Sometimes it’s also easy enough to fake actual HTTP responses by running your own in-process HTTP server within the tests – but I prefer to isolate these kinds of tests when testing the thin outer layer. It also gets more complicated once you have to interact with opaque SOAP servers or CLI utilities. Trade-offs, trade-offs.

The most common occasion when I break this principle is when I need to simulate errors that aren’t trivial to create organically: certain network conditions, timeouts, integrity errors, …

In the end, it’s less of a rule and more of a heuristic.

Further Reading

To learn more about the principle check out That’s Not Yours which takes a more database-centric approach and this summary in TestDouble’s wiki.

As with many things lately, this article was inspired by the wonderful Architecture Patterns with Python – the book that keeps transforming my gut feelings into principles like none before. Go and read it (for free on the web page if you want to). Harry also wrote a much more extensive treatise on this topic entitled Writing tests for external API calls‌ that offers more ideas and approaches.
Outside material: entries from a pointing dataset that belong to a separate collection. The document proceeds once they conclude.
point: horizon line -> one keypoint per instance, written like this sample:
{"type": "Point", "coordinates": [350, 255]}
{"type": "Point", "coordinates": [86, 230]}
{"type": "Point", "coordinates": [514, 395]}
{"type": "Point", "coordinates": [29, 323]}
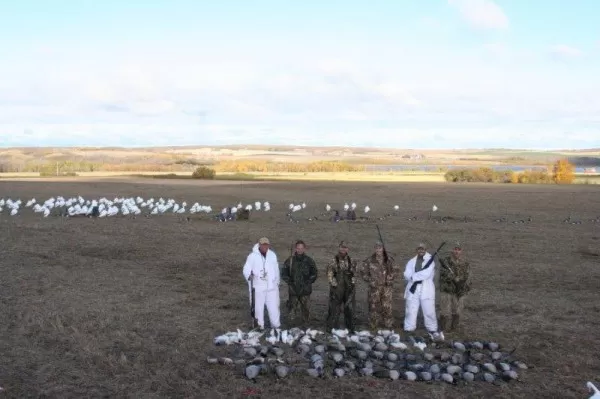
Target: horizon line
{"type": "Point", "coordinates": [546, 149]}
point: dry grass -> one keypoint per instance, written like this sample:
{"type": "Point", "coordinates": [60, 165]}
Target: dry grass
{"type": "Point", "coordinates": [121, 308]}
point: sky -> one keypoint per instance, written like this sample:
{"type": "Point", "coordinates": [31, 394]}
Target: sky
{"type": "Point", "coordinates": [397, 73]}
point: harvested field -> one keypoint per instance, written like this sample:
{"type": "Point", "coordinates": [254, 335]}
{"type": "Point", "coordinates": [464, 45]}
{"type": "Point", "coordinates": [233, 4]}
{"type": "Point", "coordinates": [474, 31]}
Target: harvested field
{"type": "Point", "coordinates": [122, 307]}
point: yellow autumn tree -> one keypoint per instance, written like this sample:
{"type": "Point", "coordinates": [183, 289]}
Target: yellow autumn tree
{"type": "Point", "coordinates": [563, 172]}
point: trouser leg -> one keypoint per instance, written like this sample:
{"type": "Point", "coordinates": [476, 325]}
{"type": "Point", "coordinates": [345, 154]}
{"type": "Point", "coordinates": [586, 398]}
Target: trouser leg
{"type": "Point", "coordinates": [373, 309]}
{"type": "Point", "coordinates": [387, 316]}
{"type": "Point", "coordinates": [411, 311]}
{"type": "Point", "coordinates": [334, 312]}
{"type": "Point", "coordinates": [292, 305]}
{"type": "Point", "coordinates": [272, 301]}
{"type": "Point", "coordinates": [304, 304]}
{"type": "Point", "coordinates": [445, 311]}
{"type": "Point", "coordinates": [259, 307]}
{"type": "Point", "coordinates": [428, 306]}
{"type": "Point", "coordinates": [457, 308]}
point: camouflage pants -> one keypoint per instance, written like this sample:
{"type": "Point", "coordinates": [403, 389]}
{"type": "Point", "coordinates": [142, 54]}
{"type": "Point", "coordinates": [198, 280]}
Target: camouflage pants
{"type": "Point", "coordinates": [380, 308]}
{"type": "Point", "coordinates": [451, 304]}
{"type": "Point", "coordinates": [300, 305]}
{"type": "Point", "coordinates": [337, 305]}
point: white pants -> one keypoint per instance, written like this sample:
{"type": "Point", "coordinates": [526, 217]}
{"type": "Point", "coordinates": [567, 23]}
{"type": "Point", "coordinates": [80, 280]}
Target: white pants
{"type": "Point", "coordinates": [271, 299]}
{"type": "Point", "coordinates": [413, 303]}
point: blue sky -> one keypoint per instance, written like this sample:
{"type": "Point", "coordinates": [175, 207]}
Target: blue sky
{"type": "Point", "coordinates": [397, 73]}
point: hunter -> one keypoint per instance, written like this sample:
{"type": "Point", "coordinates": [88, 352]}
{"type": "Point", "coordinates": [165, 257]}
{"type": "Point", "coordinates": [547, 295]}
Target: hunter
{"type": "Point", "coordinates": [341, 272]}
{"type": "Point", "coordinates": [379, 271]}
{"type": "Point", "coordinates": [299, 272]}
{"type": "Point", "coordinates": [455, 284]}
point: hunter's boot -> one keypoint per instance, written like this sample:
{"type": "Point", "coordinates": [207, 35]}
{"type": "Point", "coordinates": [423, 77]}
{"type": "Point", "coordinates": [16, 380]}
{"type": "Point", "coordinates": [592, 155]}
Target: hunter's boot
{"type": "Point", "coordinates": [455, 322]}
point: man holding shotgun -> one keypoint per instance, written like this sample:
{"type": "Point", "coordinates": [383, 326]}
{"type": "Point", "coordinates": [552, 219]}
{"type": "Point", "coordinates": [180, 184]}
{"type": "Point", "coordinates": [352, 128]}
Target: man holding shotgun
{"type": "Point", "coordinates": [299, 272]}
{"type": "Point", "coordinates": [420, 291]}
{"type": "Point", "coordinates": [379, 271]}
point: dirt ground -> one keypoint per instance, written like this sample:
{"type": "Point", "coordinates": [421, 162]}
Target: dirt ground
{"type": "Point", "coordinates": [123, 307]}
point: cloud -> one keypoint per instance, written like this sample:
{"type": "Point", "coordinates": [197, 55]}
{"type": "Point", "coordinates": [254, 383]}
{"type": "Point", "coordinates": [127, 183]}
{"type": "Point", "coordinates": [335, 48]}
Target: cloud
{"type": "Point", "coordinates": [411, 98]}
{"type": "Point", "coordinates": [482, 14]}
{"type": "Point", "coordinates": [563, 51]}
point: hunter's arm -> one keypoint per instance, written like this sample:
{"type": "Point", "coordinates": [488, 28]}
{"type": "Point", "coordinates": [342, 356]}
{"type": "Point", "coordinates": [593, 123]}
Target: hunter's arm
{"type": "Point", "coordinates": [314, 272]}
{"type": "Point", "coordinates": [285, 271]}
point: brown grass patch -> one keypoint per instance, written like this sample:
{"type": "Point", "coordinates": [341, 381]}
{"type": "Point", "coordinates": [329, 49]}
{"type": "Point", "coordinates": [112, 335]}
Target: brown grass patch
{"type": "Point", "coordinates": [120, 307]}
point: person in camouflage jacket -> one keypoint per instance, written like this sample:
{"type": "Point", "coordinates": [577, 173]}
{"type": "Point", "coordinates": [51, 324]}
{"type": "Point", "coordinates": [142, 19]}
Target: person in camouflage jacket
{"type": "Point", "coordinates": [299, 272]}
{"type": "Point", "coordinates": [379, 271]}
{"type": "Point", "coordinates": [341, 275]}
{"type": "Point", "coordinates": [455, 284]}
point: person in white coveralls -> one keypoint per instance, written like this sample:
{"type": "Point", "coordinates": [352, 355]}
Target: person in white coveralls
{"type": "Point", "coordinates": [424, 292]}
{"type": "Point", "coordinates": [262, 268]}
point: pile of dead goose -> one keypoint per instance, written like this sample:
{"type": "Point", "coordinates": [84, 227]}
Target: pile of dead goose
{"type": "Point", "coordinates": [281, 353]}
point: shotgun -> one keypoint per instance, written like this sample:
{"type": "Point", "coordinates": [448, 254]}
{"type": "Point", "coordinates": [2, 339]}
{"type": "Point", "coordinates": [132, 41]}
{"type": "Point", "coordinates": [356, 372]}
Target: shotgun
{"type": "Point", "coordinates": [414, 286]}
{"type": "Point", "coordinates": [387, 266]}
{"type": "Point", "coordinates": [252, 301]}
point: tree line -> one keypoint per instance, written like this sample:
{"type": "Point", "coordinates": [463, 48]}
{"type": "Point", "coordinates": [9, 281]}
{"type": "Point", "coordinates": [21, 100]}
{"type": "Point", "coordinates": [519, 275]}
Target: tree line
{"type": "Point", "coordinates": [561, 172]}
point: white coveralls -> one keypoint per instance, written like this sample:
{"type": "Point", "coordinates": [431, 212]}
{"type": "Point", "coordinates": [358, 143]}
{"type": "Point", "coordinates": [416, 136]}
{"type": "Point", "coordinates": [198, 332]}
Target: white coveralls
{"type": "Point", "coordinates": [423, 297]}
{"type": "Point", "coordinates": [266, 282]}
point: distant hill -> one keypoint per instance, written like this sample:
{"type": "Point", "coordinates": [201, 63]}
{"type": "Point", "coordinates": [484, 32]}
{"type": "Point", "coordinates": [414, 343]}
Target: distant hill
{"type": "Point", "coordinates": [20, 159]}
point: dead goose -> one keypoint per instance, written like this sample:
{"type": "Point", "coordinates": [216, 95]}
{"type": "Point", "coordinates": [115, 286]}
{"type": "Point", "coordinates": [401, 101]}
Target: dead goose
{"type": "Point", "coordinates": [252, 371]}
{"type": "Point", "coordinates": [425, 376]}
{"type": "Point", "coordinates": [488, 377]}
{"type": "Point", "coordinates": [339, 372]}
{"type": "Point", "coordinates": [508, 375]}
{"type": "Point", "coordinates": [282, 371]}
{"type": "Point", "coordinates": [503, 366]}
{"type": "Point", "coordinates": [212, 360]}
{"type": "Point", "coordinates": [493, 346]}
{"type": "Point", "coordinates": [250, 351]}
{"type": "Point", "coordinates": [520, 365]}
{"type": "Point", "coordinates": [314, 373]}
{"type": "Point", "coordinates": [490, 367]}
{"type": "Point", "coordinates": [448, 378]}
{"type": "Point", "coordinates": [471, 368]}
{"type": "Point", "coordinates": [336, 357]}
{"type": "Point", "coordinates": [453, 369]}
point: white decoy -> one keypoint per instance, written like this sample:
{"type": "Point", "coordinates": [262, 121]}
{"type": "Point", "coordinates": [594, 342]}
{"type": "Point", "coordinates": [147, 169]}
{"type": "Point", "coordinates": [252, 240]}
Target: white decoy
{"type": "Point", "coordinates": [593, 390]}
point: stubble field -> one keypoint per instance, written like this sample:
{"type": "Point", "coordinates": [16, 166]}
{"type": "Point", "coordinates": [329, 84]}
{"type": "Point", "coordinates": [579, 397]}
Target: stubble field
{"type": "Point", "coordinates": [123, 307]}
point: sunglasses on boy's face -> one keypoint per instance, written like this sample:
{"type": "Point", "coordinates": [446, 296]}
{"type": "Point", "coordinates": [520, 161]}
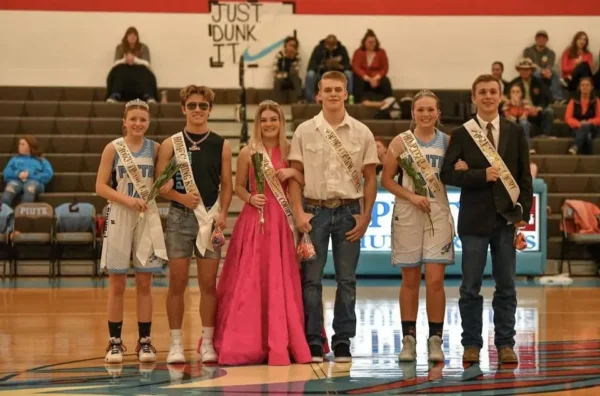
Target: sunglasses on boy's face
{"type": "Point", "coordinates": [191, 106]}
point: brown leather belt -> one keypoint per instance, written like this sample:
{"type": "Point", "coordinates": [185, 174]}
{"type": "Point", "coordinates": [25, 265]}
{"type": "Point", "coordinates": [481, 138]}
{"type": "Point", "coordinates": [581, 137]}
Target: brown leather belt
{"type": "Point", "coordinates": [331, 203]}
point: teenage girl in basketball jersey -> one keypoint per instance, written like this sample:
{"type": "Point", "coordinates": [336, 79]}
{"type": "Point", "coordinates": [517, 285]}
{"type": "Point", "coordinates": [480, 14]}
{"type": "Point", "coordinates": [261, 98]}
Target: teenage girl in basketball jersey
{"type": "Point", "coordinates": [413, 242]}
{"type": "Point", "coordinates": [120, 241]}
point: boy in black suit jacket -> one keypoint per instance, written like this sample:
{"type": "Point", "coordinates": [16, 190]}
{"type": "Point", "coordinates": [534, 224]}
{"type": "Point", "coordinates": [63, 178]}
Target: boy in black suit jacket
{"type": "Point", "coordinates": [496, 198]}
If you’re interested in object-oriented programming, subclassing, and Python, I’d like to recommend my magnum opus: Subclassing in Python Redux‌

Finally, this talk from 2012 has aged very well: Stop Mocking, Start Testing:

Stop Mocking, Start Testing

  1. Hence the title of the post. No guarantees are given that you can read and comprehend this post in 5 minutes. ↩︎

  2. It originates in the London School of TDD – the one that loooves mocks. ↩︎

  3. My favorite tool for locally testing HTTP client libraries in Python is pytest-httpserver.

    vcr and its many ports to various languages has many fans, too. I’m personally not one of them, because it works by monkeypatching HTTP clients and I prefer to keep my test code paths as close to production as possible.

    I find an in-process web server that returns canned responses much closer than magically replacing the client with a fake that runs entirely different code. ↩︎